The integrity of a system describes how trustworthy the autonomous guidance system is. The positioning accuracy is calculated in post-processing when comparing the unit-under-test to the reference (i.e., the true position). In real time, the accuracy of the INS is unknown and its trustworthiness uncertain. An integrity monitoring system will have a protection level and an alert-limit parameter. The protection level is a statistical bound error computed for each positioning system calculated and the alert limit is determined by the application. When the protection level exceeds the alert limit, the integrity monitoring system will raise an alert and warn the user that the INS is either unavailable or possibly generating misleading information. Integrity monitoring is critical for applications that could affect safety of life.
Another factor to consider is the operating and support costs. L2+ autonomous driving via perception sensors and HD maps would require cloud infrastructure and maintenance and a lot more processing power in real time. These measures would add significant cost to the autonomous driving system.

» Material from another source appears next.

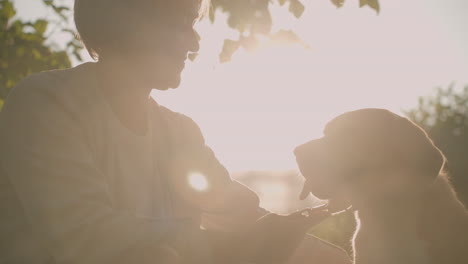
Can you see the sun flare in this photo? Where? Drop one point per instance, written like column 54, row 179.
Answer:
column 198, row 181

Correction providers would also need to charge a fee for service subscriptions to maintain their infrastructure and expand their coverage.
Fortunately, technologies for MEMS INS are developing at a fast pace, keeping down INS costs. Critically, when used with other perception sensors (cameras, radar, lidar), precise positioning helps cars anticipate the next maneuver and increase the safety and quality of the ride. Precise positioning in autonomous vehicles can also improve the performance (safety, reliability etc.) of many ADAS functions such as lane centering, lane change assistance, and lane departure warning.